Best time frame to use

This trading method suits many time frame charts. We prefer using a 15-min chart to generate short-term trading ideas on sufficient volatile assets.

Bullish trade scenario

Seek to open buy positions when:

  • The bullish crossover occurs between those EMA lines.
  • Both EMA lines are heading toward the upside.
  • The ATR value is increasing.
Bullish setup
Bullish setup

Entry

When these conditions above match your target asset chart, it signals a potential upcoming buy pressure. Place a buy order here.

Stop loss

You can place a stop loss below your buy position by multiplying the ATR value. For example, when you open your position, the ATR value is 20, then the stop loss level will be below 20X2=40 pips. Otherwise, place a stop loss below the recent swing low.

Take profit

When the green EMA line crosses below the red EMA line or the ATR value declares fading bullish pressure, close the buy position. 

Bearish trade scenario 

Seek to open sell positions when:

  • The bearish crossover occurs between those EMA lines.
  • Both EMA lines are heading toward the downside.
  • The ATR value is increasing.
Bearish setup
Bearish setup

Entry

When these conditions above match your target asset chart, it signals a potential sell pressure. Place a sell order here.

Stop loss

You can place a stop loss above your sell position by multiplying the ATR value. For example, when you open your position, the ATR value is 20, then the stop loss level will be above 20X2=40 pips. Otherwise, place a stop loss above the recent swing high.

Take profit

When the green EMA line crosses above the red EMA line or the ATR value declares fading bearish pressure, close the sell position. 

A long-term trading strategy

This long-term trading method involves another most popular momentum indicator, the MACD. This trading method generates trade ideas by combining MACD and the ATR readings in independent windows. It is an easy trading method.

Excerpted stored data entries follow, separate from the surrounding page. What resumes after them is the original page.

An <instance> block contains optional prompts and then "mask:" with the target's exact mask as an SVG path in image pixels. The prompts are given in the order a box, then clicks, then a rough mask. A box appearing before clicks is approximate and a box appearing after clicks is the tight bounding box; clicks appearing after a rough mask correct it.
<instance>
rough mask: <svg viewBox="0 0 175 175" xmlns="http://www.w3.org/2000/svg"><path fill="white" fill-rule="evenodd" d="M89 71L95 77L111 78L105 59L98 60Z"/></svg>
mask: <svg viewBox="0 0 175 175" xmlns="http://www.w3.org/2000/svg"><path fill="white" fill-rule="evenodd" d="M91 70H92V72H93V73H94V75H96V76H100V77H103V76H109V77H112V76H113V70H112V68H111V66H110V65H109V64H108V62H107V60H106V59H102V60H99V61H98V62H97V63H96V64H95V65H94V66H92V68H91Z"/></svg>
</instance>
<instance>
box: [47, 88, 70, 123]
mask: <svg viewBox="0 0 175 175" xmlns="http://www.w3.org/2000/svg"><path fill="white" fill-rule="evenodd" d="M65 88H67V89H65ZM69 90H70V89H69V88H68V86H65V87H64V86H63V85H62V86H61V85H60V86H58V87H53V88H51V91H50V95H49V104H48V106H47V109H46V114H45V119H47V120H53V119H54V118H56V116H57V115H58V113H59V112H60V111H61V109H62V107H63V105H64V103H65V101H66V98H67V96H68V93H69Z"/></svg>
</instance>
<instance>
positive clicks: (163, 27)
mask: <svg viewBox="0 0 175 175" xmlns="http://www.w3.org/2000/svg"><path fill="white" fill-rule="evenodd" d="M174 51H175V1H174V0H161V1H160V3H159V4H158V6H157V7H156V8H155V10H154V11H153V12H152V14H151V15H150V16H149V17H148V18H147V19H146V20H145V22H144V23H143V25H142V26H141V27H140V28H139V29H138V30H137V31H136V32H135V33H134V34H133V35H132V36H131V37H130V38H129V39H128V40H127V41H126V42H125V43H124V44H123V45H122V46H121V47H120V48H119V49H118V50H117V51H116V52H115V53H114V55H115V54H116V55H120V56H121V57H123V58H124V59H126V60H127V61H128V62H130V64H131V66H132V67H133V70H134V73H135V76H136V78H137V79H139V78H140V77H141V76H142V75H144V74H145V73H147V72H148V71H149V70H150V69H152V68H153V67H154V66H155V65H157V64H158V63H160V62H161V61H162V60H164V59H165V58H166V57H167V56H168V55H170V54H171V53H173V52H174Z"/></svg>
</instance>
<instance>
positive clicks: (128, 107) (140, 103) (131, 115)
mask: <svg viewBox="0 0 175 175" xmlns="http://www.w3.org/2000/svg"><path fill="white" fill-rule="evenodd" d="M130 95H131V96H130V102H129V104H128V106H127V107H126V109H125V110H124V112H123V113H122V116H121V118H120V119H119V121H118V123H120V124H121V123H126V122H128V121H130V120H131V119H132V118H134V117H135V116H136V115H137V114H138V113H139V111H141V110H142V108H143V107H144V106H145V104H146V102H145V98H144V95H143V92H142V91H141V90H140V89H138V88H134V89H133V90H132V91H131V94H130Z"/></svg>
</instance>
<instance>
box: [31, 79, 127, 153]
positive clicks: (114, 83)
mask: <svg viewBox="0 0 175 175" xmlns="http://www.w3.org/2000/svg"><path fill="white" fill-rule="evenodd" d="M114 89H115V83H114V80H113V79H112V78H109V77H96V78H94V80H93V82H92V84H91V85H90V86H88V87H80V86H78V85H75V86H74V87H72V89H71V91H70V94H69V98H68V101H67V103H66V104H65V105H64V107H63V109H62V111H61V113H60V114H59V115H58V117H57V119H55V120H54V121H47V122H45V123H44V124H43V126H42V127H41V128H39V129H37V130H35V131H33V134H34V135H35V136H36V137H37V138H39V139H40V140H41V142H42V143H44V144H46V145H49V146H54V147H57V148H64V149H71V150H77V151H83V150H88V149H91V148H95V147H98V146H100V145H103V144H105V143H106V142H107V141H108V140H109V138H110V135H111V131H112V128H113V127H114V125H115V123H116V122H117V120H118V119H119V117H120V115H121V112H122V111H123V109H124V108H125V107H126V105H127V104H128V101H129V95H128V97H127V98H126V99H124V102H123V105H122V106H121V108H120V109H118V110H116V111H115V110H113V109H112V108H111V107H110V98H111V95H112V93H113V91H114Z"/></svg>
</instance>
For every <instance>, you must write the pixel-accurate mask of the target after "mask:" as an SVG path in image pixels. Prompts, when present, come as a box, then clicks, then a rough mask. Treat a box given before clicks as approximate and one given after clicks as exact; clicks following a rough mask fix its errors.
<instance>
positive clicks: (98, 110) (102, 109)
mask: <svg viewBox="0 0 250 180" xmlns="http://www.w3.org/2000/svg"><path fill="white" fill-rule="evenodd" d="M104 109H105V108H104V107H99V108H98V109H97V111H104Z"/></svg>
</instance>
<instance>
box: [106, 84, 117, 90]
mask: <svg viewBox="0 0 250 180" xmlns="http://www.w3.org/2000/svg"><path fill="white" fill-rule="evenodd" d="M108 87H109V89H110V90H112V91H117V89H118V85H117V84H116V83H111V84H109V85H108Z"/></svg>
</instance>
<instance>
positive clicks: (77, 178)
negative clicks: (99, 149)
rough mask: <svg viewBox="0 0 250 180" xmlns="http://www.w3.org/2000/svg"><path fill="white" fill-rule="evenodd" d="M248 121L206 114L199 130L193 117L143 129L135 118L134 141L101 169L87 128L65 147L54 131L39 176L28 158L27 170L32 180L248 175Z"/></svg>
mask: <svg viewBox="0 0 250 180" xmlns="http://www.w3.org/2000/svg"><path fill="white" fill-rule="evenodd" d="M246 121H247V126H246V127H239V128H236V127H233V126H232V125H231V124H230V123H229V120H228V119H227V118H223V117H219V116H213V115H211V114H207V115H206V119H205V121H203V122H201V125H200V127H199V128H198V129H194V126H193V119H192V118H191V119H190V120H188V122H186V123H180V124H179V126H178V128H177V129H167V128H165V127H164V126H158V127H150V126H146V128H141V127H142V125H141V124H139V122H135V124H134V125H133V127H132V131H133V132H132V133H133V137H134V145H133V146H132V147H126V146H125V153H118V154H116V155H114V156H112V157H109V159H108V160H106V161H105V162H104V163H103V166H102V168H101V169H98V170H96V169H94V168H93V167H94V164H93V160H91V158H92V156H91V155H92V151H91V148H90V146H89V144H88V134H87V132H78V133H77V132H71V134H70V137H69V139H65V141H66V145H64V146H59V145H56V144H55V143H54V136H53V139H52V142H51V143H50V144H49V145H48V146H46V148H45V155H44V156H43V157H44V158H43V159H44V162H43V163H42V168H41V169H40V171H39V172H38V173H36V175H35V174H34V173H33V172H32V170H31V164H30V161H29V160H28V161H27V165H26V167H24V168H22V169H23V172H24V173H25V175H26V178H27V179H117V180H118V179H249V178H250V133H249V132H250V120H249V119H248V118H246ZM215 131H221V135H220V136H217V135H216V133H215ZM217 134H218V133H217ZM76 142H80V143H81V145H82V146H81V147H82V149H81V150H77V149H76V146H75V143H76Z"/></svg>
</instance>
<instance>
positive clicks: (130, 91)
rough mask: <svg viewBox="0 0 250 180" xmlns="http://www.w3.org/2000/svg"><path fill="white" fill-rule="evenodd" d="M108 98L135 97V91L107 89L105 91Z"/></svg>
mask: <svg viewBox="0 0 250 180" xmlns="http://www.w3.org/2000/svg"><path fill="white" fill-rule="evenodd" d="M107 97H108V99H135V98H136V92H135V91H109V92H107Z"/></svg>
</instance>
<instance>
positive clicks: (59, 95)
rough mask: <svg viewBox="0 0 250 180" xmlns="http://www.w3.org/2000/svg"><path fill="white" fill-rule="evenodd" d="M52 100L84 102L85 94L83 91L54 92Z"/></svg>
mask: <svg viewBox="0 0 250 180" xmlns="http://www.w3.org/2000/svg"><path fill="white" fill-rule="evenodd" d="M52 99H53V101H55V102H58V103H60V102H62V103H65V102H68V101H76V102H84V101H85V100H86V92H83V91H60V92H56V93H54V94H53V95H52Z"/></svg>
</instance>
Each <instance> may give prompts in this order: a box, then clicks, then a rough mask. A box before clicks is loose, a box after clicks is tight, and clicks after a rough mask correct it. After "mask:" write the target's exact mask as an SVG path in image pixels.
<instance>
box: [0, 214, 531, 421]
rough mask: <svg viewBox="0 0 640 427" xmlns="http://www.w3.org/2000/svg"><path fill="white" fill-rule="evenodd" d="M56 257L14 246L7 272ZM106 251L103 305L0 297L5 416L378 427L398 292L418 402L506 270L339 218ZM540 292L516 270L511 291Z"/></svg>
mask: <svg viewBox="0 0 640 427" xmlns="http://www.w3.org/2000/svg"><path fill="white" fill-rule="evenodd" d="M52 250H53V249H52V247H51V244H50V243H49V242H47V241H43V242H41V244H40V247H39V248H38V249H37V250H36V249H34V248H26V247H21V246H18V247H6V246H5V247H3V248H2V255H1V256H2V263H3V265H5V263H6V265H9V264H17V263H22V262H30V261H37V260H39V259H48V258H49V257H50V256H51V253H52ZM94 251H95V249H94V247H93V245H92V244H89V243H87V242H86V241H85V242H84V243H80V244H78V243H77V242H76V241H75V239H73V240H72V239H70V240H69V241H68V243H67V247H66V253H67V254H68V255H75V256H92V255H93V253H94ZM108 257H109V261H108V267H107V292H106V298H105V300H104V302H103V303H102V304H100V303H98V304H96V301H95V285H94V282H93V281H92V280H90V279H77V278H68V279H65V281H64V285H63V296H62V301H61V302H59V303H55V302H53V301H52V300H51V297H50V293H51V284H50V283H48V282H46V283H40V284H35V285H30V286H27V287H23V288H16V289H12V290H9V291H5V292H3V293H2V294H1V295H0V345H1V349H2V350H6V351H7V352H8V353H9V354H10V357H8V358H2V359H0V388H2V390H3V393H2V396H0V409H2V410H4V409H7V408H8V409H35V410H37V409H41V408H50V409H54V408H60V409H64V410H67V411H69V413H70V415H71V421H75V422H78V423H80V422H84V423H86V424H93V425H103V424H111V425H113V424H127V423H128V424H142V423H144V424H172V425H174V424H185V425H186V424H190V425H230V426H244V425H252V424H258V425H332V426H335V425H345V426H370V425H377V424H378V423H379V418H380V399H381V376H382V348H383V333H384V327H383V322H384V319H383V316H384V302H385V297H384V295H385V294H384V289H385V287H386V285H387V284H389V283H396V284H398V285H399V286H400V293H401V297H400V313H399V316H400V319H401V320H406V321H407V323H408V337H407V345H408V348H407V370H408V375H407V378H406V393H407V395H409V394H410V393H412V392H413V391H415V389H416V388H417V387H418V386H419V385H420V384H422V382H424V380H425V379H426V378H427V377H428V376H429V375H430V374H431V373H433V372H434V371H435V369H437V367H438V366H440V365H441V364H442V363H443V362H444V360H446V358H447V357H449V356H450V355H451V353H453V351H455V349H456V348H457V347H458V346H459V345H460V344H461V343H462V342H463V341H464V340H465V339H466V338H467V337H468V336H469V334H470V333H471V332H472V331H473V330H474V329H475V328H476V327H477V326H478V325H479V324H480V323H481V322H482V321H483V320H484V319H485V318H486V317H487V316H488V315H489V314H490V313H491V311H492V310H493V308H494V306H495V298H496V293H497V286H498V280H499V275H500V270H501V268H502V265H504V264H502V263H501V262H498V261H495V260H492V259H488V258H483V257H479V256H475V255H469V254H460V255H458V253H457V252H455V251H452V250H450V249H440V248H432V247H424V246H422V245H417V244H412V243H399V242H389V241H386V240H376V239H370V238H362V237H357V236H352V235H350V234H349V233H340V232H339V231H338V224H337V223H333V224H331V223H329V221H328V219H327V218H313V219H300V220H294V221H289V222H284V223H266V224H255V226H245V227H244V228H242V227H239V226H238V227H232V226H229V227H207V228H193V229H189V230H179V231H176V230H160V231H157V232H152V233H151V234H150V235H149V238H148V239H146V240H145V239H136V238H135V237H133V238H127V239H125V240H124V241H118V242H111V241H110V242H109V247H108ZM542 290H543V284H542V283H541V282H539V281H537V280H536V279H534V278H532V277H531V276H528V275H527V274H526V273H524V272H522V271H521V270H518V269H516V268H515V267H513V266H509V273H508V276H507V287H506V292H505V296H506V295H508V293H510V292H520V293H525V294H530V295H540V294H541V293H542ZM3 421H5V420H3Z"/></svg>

Crossovers between dynamic blue and red lines to determine trend-changing points and histogram bars of different colors on both sides of the central line of the MACD window declares trends. 

Best time frames to use

An H4 or above time frame chart is recommendable for this strategy.

Bullish trade scenario

Seek to open a buy order when:

  • The ATR line declares volatility.
  • The dynamic blue line is above the dynamic red line of the MACD window.
  • MACD green histogram bars take place above the central line.
Bullish setup
Bullish setup

Entry

Open a buy position when those indicators readings match these conditions above.

Stop loss

You can use the ATR value to place stop-loss, or the initial stop loss level is below the recent swing low. 

Take profit

Close the buy order when:

  • The dynamic blue line crosses the dynamic red line on the downside.
  • MACD red histogram bars take place below the central line.
  • The ATR value decreases.

Bearish trade scenario

Seek to open a sell order when:

  • The ATR line declares volatility.
  • The dynamic blue line is below the dynamic red line of the MACD window.
  • MACD red histogram bars take place below the central line.
Bearish setup
Bearish setup

Entry

Open a sell position when those indicators readings match these conditions above.

Stop loss

You can use the ATR value to place stop-loss, or the initial stop loss level is above the recent swing high. 

Take profit

Close the sell order when:

  • The dynamic blue line crosses the dynamic red line on the upside.
  • MACD green histogram bars take place above the central line.
  • The ATR value decreases.

Pros and cons

ProsCons
The ATR indicator allows making both short-term and long-term trades. This indicator represents only volume.
A helpful indicator to enter trades with sufficient volatility.Creating a complete trading method requires using other indicators.
This indicator is available on many trading platforms and suits many trading assets.This indicator can fail due to fundamental events.

Final thought

To become a successful trader, you must follow discipline on trade executions besides maintaining decent trade and money management rules. The volatility measurement is essential to reduce risk on trade executions. You can use the ATR indicator to reduce that risk.